これは、あくまで僕がぼんやり考えていることで、証拠も何もありませんし、自分でもいくつもの反例を見つけられるくらい適当な考え方です。
今回考えるのは古典派とロマン派の音楽の違いは何だろうというところです。
全てがそうではなくとも、古典派の音楽は「形式の中で表現しよう」というアポロン的な要素を見出すことができるように思います。作曲者の感情云々よりも、まず感情の外にある理知的なもの、あるいは絶対的規則というものが先に出てくるわけです。
さらに、調性から極端にはみ出るようなこともありません(多分)。調性というのは、主音や属音が絶対的な君主として君臨し、他がそれに従属するものですし、そこには直線的で男性的なものを私は見出しています。
昔、美術館で見た、英雄ヘラクレスの絵画(詳細不明、獅子との闘いを描いた絵?)を連想します。他も、古代ギリシャのヘレニズム彫刻とか。とにかく直線的で、男性的です。
ロマン派は、自由な形式の曲が増え、また特に後期になればなるほど調性が曖昧になっていきました。作曲者の感情を剥き出しにした、デュオニュソス的な要素の曲が古典派よりは増えていることでしょう。

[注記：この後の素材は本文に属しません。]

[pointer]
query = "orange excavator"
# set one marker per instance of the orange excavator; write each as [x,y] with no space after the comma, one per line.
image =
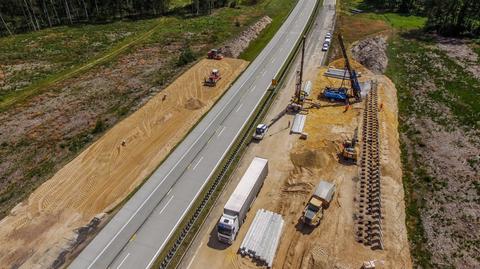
[213,78]
[215,54]
[349,150]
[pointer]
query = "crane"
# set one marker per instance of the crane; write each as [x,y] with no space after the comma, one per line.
[342,93]
[353,74]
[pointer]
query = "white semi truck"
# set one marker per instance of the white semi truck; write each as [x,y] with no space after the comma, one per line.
[239,203]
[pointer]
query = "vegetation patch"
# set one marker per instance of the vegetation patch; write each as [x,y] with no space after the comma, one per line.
[439,128]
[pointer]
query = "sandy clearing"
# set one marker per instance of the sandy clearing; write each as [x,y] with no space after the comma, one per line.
[40,228]
[295,167]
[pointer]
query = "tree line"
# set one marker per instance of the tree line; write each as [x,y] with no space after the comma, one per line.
[32,15]
[448,17]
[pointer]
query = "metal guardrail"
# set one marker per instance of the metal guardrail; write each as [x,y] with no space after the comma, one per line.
[230,160]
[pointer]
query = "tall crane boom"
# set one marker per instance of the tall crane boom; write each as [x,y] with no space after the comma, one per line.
[353,75]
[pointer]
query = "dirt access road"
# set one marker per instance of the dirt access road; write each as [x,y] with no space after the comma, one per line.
[39,229]
[295,168]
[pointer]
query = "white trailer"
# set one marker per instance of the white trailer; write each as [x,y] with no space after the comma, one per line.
[239,203]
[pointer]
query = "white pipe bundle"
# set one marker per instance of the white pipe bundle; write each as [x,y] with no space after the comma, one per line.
[263,236]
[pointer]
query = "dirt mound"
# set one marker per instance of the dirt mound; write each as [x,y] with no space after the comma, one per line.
[237,45]
[60,215]
[371,53]
[309,158]
[194,104]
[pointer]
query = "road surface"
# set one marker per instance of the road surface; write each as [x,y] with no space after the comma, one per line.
[139,231]
[205,251]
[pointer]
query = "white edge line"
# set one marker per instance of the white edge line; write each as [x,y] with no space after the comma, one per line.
[165,206]
[239,107]
[197,163]
[194,255]
[124,259]
[221,131]
[223,155]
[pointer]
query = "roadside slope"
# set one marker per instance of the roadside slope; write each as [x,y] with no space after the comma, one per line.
[102,176]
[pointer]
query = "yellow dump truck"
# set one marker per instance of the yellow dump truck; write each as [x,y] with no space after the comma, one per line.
[321,198]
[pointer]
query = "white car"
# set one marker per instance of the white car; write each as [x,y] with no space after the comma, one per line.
[260,131]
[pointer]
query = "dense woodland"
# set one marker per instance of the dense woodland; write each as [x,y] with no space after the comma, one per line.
[31,15]
[447,17]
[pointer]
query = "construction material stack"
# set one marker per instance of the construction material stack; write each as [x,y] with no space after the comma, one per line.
[368,222]
[262,239]
[237,206]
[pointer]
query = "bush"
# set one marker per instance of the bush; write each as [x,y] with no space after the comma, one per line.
[187,56]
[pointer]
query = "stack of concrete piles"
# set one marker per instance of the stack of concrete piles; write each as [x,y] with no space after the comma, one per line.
[262,238]
[338,73]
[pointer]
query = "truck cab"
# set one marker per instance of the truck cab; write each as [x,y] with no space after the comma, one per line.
[260,131]
[321,198]
[227,228]
[313,212]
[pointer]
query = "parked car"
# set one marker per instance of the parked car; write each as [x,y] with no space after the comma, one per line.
[325,46]
[260,131]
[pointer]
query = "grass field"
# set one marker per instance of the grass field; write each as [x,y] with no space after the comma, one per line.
[434,87]
[74,55]
[34,61]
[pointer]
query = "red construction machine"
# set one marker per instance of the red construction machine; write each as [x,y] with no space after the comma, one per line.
[215,54]
[213,78]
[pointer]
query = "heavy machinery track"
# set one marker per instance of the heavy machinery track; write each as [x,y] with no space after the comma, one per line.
[368,216]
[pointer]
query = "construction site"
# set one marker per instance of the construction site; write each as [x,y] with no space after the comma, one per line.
[318,184]
[350,150]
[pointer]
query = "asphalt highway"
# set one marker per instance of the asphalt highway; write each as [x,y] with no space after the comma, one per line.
[139,231]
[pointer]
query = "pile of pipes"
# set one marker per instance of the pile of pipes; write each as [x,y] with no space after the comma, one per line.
[262,238]
[338,73]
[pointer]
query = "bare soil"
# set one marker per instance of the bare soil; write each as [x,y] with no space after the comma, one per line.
[41,135]
[58,215]
[371,53]
[237,45]
[295,168]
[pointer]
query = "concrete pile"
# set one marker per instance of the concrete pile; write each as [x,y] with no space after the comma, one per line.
[338,73]
[368,223]
[263,237]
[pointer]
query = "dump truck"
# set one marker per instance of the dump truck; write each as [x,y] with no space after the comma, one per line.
[237,206]
[321,198]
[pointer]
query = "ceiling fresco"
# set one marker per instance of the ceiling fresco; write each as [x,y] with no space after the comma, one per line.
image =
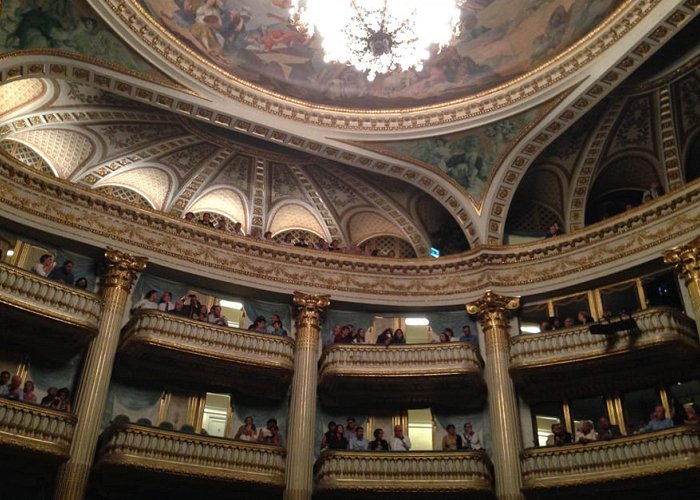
[500,40]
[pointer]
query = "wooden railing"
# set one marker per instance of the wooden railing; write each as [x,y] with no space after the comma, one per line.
[650,454]
[423,471]
[36,429]
[190,455]
[27,291]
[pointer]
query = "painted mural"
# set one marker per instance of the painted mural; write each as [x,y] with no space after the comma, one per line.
[469,156]
[499,40]
[68,25]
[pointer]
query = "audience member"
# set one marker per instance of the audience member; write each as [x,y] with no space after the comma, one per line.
[63,274]
[606,431]
[44,266]
[470,438]
[658,421]
[451,441]
[215,317]
[399,442]
[468,336]
[147,302]
[559,436]
[379,443]
[586,433]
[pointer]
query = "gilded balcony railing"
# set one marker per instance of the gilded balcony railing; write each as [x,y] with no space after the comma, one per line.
[190,455]
[449,374]
[26,291]
[422,471]
[671,450]
[154,337]
[35,428]
[654,326]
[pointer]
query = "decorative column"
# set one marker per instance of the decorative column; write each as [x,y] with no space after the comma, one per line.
[492,312]
[302,409]
[89,401]
[685,259]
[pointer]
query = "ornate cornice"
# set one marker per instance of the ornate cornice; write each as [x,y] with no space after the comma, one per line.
[632,238]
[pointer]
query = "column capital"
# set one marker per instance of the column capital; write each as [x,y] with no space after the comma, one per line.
[685,259]
[122,269]
[309,308]
[492,306]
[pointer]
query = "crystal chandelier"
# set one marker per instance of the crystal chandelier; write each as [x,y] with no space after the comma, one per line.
[378,36]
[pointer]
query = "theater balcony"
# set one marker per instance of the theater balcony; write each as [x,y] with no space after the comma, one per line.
[32,429]
[199,354]
[575,362]
[55,318]
[650,462]
[171,462]
[414,375]
[357,474]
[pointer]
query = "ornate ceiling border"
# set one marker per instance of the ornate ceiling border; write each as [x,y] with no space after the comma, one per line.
[622,242]
[497,208]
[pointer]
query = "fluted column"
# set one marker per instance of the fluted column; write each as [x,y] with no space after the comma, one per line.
[302,410]
[95,375]
[685,259]
[492,312]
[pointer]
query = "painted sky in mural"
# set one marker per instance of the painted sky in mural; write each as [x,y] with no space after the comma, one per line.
[68,25]
[468,157]
[499,40]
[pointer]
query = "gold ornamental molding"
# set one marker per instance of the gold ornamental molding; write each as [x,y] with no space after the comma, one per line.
[627,458]
[191,455]
[35,429]
[30,293]
[624,241]
[410,472]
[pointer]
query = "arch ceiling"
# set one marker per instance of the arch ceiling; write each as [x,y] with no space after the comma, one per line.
[132,86]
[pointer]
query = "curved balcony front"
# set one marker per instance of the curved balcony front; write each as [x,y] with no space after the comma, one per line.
[199,354]
[358,474]
[648,460]
[414,375]
[53,317]
[574,362]
[30,428]
[148,455]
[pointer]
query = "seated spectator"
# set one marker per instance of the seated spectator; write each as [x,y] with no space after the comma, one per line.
[5,383]
[359,441]
[559,436]
[385,337]
[62,401]
[44,266]
[399,442]
[398,337]
[379,443]
[63,274]
[166,303]
[14,390]
[28,395]
[360,336]
[451,441]
[50,396]
[147,302]
[247,421]
[337,440]
[216,318]
[658,421]
[606,431]
[468,336]
[470,438]
[586,433]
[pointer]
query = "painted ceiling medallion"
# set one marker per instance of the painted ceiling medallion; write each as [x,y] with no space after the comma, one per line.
[378,36]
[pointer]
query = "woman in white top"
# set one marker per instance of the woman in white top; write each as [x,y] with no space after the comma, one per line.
[44,266]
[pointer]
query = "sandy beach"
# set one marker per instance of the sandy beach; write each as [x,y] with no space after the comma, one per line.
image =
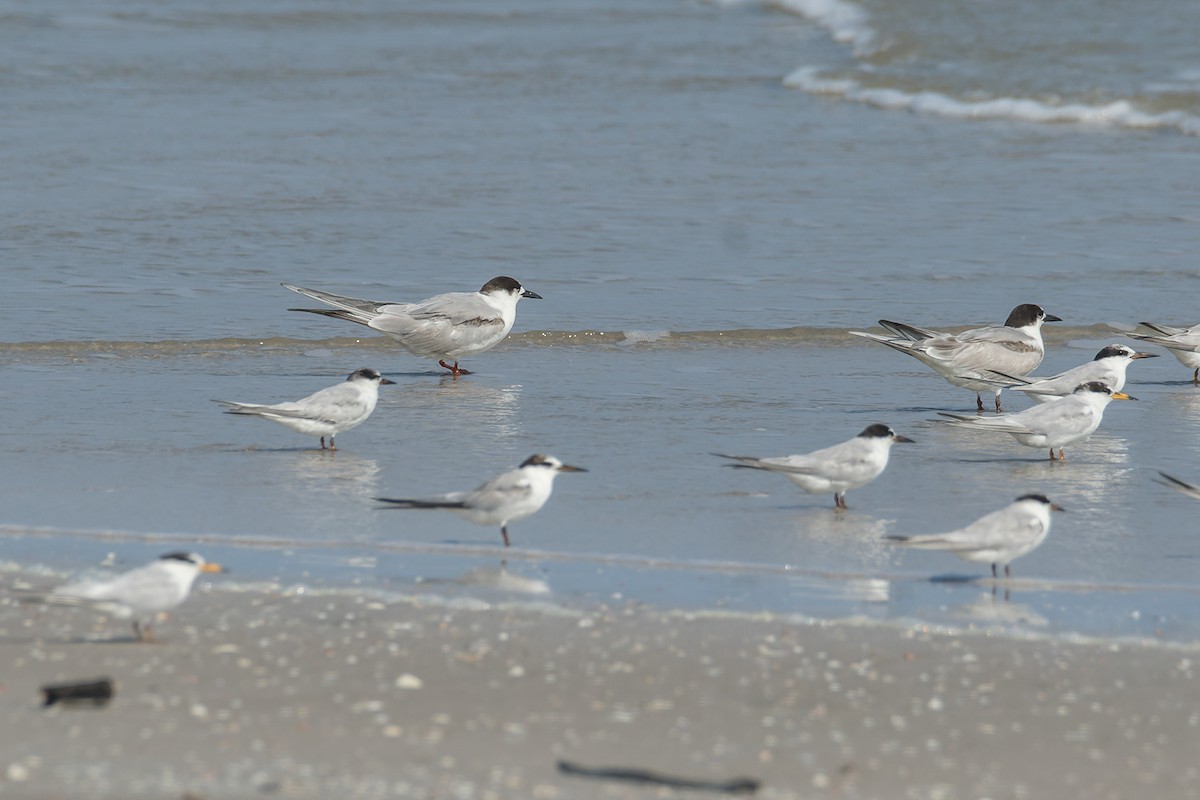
[268,693]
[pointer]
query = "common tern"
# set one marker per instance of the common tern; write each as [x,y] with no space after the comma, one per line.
[843,467]
[327,413]
[445,326]
[1108,367]
[999,537]
[139,594]
[1014,348]
[1050,425]
[1189,489]
[507,498]
[1182,342]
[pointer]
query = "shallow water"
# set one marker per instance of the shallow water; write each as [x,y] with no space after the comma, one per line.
[703,234]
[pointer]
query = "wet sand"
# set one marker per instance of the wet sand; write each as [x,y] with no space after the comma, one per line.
[261,693]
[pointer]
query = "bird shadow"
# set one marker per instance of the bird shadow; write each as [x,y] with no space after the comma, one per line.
[955,577]
[67,641]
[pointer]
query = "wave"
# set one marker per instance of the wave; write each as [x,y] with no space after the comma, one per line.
[1121,113]
[796,336]
[885,79]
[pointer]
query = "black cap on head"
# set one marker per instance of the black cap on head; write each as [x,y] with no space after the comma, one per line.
[1111,350]
[501,283]
[1029,314]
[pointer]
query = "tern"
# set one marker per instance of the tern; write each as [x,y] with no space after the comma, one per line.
[1108,367]
[507,498]
[139,594]
[843,467]
[967,359]
[1000,537]
[327,413]
[445,326]
[1182,342]
[1051,425]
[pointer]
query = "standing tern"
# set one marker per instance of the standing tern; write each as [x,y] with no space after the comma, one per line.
[510,497]
[999,537]
[843,467]
[1182,342]
[1108,367]
[444,326]
[327,413]
[965,359]
[139,594]
[1050,425]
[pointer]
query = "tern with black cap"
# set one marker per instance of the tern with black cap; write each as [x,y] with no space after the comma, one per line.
[999,537]
[838,469]
[1051,425]
[447,326]
[507,498]
[327,413]
[967,359]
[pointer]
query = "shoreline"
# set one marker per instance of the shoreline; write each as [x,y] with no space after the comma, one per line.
[263,693]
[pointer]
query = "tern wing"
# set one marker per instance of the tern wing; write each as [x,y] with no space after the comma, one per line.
[907,331]
[997,530]
[442,324]
[349,308]
[501,492]
[1181,486]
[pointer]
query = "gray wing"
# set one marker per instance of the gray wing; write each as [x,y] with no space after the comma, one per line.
[499,492]
[333,404]
[997,530]
[442,323]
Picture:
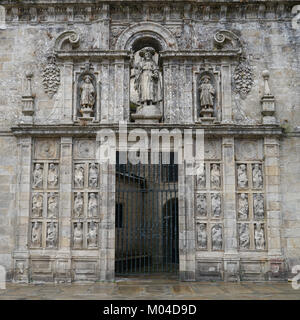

また、調性も曖昧になっていきます。曖昧な調性というのは、音と音の間に絶対的で直線的な主従関係がない分、より曲線的で女性的なのです。女性の肉体美とはその曲線にあるわけです。
アポロン的で男性的なものからデュオニュソス的で女性的なものへの転換というのは、曲そのものだけではなく、演奏にも現れていたことでしょう。19〜20世紀初めの「ロマン的」演奏というのは今でも録音で聴くことができます。それ以前の、「古典的」な演奏がどんなものか分からない以上何とも言えないかもしれませんが。
現代はどうでしょう。まあ、色々ですよね。でも、12音技法や、ケージのような偶発生の音楽、ミニマムミュージック等を聴いていると、作曲者自身の感情等よりも理論や規則が先立つ(どころか、「表現」する意思もないかもしれない)、アポロン的なアプローチでの曲が多いような気もしてきます。
演奏では、「即物主義」とやらが大戦後からは主流らしいので、それもまたアポロン的なのかもしれません。
アポロン的で男性的なものから、デュオニュソス的で女性的なものへ。そこからさらにアポロン的で男性的なものへの揺り戻し。100年単位くらいで大きく揺れる揺籠の中に我々はいるのかもしれませんね。